I saw something very funny yesterday, although many people later told me it was real. I saw someone whom I thought was pretending to be John McCain come out with an "economic program." He started with tax cuts and more tax cuts to fight the recession. This wasn't a rerun of Ronald Reagan in 1981, although this character did say that he would also cut deeply "discretionary spending" (this had to be a comedy show, because discretionary social spending has been cut relentlessly in non fiction America over the last thirty years).
As I was expecting this guy to say "sock it to me," he said he would support repeal the federal gasoline tax, as this would reduce gasoline costs over time as against increasing deficits very quickly. While I was expecting an actor dressed up as P.T. Barnum to come out and exclaim "there's a sucker born every minute," the McCain character went on to promise government supported thirty year mortgages to everyone threatened with losing their homes out of one side of his mouth and a promise that the banks wouldn't lose anything out of the other. He also admitted(here was the "straight talk") that he really couldn't balance the budget in short order with these policies (Ronald Reagan said he could twenty-eight years ago but I guess this actor doesn't have much respect for Voodoo).

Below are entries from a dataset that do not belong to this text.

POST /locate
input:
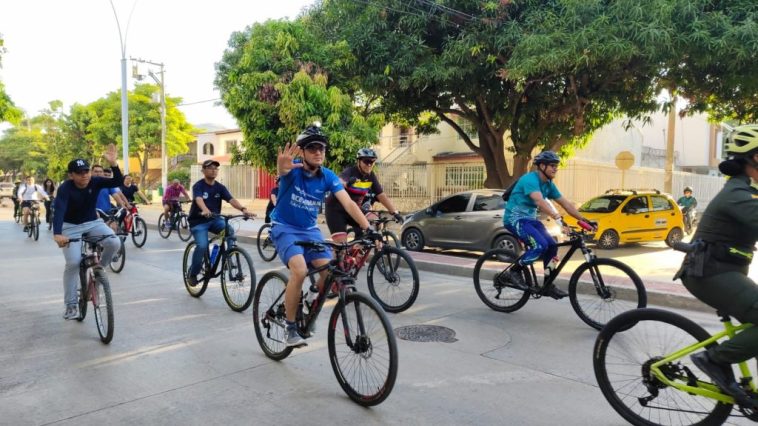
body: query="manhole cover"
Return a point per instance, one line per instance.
(426, 333)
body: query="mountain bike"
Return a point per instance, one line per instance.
(642, 365)
(94, 286)
(236, 270)
(594, 287)
(133, 225)
(361, 342)
(265, 243)
(177, 220)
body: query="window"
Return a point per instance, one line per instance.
(454, 204)
(485, 203)
(636, 205)
(661, 203)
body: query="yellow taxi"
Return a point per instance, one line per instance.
(627, 215)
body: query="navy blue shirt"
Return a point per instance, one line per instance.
(77, 205)
(211, 195)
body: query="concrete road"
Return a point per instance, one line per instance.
(180, 360)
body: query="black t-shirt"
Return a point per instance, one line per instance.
(212, 196)
(357, 186)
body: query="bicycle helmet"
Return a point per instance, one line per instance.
(310, 135)
(743, 140)
(547, 157)
(366, 153)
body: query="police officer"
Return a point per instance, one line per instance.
(717, 272)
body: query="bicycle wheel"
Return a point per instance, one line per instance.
(139, 232)
(362, 349)
(237, 279)
(119, 259)
(491, 284)
(603, 289)
(625, 349)
(202, 280)
(266, 247)
(393, 279)
(268, 315)
(102, 305)
(164, 230)
(182, 228)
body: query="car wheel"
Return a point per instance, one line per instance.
(508, 242)
(413, 240)
(674, 236)
(608, 240)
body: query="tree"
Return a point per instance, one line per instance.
(544, 74)
(272, 79)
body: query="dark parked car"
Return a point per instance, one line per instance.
(471, 220)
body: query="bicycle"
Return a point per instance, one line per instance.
(265, 243)
(177, 220)
(595, 276)
(237, 281)
(133, 225)
(94, 286)
(361, 342)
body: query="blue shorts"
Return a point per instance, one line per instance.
(284, 237)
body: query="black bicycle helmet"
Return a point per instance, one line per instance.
(312, 134)
(366, 153)
(547, 157)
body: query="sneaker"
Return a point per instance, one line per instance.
(293, 338)
(556, 293)
(723, 376)
(72, 312)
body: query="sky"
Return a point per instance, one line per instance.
(70, 50)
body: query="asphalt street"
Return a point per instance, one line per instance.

At this point, I expected a chimpanzee named Bonzo to step out and hit the McCain character in the head with a football. Or may a group of Supreme Court Justices with signs on their robes reading, Roberts, Scalia, Alito, and Thomas, to step out and start dancing with the McCain character as the audience chanted "Here Come the Judge."
People this morning though told me that it was really true. That that was the real John McCain. That he was really advocating a rerun of the Reagan policies of the early 1980s that produced the sharpest recession of the post World War II period, when unemployment reached 10% and real wages declined. That, after the Reagan policies and the Bush II policies of spectacular tax cuts for corporations and the wealthy and crippling cutbacks in social services and the public sector, he was really playing that old trick on the people, a little bit like a political Ponzi scheme, where you get a little money in tax cuts in one pocket while you lose much much more in regressive federal, state, and local taxes and fees, out of pocket costs for education and health care, reduced wages and salaries, and then, like the victims of Ponzi schemes, watch as the bubble bursts (in this case, the whole economy goes into a deep recession.)
If that was really John McCain and not an actor on Comedy Central, he has come forward with an "economic plan" that can only repeat the disaster of the Reagan years, the disaster of the George W Bush years, in an economy that is much less able at every level to absorb the blows of trillions more added to the national debt, income inequality intensifying, and living standards for the majority not just stagnating but in all probability dropping significantly.
Maybe I was wrong in comparing the McCain program to a Comedy Central performance. It may have been more like Orson Welles famous 1938 Mercury Theater of the Air Radio broadcast of H. G. Wells' War of the Worlds, which was presented so realistically that some people thought that Martians had really invaded the U.S. and panicked. Except, McCain's plan, which was so absurd it looked like a satirical skit, is real and should help Americans to see the dangers that his candidacy represents.